How the Electoral College May Curb Election Fraud
BlueSky Thinking Summary
The disputed 2000 U.S.
presidential election has renewed calls for abolishing the Electoral College;
16 states and D.C.
have signed on to the National Popular Vote Interstate Compact, which would award electors based on the popular vote winner.
But a new paper by Kellogg's Georgy Egorov and Konstantin Sonin makes a case for the often-overlooked upside of the Electoral College: it reduces incentives and opportunities for election fraud.
They find that, comparing different voting outcomes under both systems, the state-by-state allocation of the Electoral College discourages fraud, for cases of fraud that would actually change election outcomes are limited.
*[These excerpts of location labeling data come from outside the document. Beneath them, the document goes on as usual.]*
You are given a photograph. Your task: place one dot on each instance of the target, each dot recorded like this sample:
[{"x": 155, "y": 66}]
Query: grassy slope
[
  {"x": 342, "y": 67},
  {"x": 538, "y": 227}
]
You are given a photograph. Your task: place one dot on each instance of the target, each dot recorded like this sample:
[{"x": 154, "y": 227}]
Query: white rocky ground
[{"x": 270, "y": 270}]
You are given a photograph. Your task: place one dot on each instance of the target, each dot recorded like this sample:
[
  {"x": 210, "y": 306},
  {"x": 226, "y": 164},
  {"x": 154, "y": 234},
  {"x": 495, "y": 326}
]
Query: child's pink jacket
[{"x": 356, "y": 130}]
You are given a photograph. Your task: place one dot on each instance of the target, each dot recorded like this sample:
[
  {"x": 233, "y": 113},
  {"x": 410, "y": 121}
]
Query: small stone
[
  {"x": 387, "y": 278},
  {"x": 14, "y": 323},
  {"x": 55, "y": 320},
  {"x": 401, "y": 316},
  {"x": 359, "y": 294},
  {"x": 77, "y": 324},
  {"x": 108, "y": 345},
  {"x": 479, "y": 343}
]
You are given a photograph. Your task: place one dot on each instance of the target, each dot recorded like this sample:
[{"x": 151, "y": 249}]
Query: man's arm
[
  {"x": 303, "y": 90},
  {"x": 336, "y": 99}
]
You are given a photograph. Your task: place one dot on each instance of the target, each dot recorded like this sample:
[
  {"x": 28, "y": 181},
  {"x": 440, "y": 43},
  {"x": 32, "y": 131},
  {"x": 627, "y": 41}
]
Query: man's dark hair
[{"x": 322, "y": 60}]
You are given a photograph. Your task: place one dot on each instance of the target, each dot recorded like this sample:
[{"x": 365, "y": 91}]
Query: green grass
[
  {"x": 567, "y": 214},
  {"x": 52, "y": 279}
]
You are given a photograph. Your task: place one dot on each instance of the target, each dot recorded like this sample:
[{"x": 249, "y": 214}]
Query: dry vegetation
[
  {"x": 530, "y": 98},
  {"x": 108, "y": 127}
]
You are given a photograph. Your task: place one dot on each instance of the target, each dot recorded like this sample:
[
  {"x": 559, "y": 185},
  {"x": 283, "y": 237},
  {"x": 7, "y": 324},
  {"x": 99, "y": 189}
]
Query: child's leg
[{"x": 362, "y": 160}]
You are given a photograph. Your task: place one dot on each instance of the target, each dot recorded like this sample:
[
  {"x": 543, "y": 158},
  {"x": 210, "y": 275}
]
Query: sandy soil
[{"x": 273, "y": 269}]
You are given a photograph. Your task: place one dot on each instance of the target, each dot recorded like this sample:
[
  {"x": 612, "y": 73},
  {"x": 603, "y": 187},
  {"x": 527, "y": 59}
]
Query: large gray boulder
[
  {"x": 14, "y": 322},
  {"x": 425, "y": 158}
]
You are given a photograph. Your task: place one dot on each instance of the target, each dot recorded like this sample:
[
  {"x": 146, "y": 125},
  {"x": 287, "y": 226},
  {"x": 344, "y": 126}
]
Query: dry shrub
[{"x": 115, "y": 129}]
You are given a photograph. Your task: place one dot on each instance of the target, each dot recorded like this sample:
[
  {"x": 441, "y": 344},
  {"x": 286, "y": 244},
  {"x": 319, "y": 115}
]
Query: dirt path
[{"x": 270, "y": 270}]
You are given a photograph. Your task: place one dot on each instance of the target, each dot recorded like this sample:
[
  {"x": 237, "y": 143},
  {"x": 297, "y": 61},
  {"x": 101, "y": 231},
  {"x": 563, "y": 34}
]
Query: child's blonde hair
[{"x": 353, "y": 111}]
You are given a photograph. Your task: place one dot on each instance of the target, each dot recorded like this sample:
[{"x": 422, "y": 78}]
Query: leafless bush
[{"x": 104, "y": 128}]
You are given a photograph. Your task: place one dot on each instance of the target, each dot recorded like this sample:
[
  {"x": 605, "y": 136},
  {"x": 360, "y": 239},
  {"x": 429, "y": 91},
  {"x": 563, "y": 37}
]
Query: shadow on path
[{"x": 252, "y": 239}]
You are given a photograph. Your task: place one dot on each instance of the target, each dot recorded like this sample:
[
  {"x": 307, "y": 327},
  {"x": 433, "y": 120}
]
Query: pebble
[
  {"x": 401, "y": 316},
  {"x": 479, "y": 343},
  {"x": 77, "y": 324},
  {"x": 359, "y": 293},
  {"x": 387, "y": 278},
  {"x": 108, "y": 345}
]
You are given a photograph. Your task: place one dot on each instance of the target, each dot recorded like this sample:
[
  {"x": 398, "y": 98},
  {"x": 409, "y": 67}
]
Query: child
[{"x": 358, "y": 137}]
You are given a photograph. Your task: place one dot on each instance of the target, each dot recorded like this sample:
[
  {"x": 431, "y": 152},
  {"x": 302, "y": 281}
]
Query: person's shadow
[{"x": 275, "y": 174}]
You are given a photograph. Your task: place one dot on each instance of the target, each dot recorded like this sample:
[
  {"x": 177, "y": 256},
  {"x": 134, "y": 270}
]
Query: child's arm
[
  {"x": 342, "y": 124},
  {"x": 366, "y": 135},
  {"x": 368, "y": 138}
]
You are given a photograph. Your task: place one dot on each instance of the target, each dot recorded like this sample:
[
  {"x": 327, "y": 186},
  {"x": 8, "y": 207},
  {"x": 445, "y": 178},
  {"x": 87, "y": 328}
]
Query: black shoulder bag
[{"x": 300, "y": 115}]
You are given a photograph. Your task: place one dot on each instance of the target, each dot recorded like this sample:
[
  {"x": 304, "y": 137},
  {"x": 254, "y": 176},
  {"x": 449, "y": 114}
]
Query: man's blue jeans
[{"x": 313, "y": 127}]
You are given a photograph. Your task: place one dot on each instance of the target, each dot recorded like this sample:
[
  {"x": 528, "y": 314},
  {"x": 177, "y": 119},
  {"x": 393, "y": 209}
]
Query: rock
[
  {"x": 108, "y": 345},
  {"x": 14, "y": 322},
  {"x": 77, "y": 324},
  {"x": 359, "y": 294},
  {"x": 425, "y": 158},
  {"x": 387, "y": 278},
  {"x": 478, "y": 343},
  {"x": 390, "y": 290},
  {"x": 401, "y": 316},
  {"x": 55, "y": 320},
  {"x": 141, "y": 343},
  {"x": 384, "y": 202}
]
On the other hand, a national popular vote system might encourage cheating in areas that have political homogeneity and weak monitoring.
While many criticize the Electoral College as not being the fairest of systems, Egorov notices that a general move to popular vote format would bring its problems and ignore the localized nature of fraud.
Thus, the argument about electoral reform at the current stage is not one of fairness but protection from manipulation in decentralizing conditions of the election system.
As calls for Electoral College reform grow louder, new research shines a light on some unexpected benefits of this most contentious institution: deterring election fraud in an era of political polarization.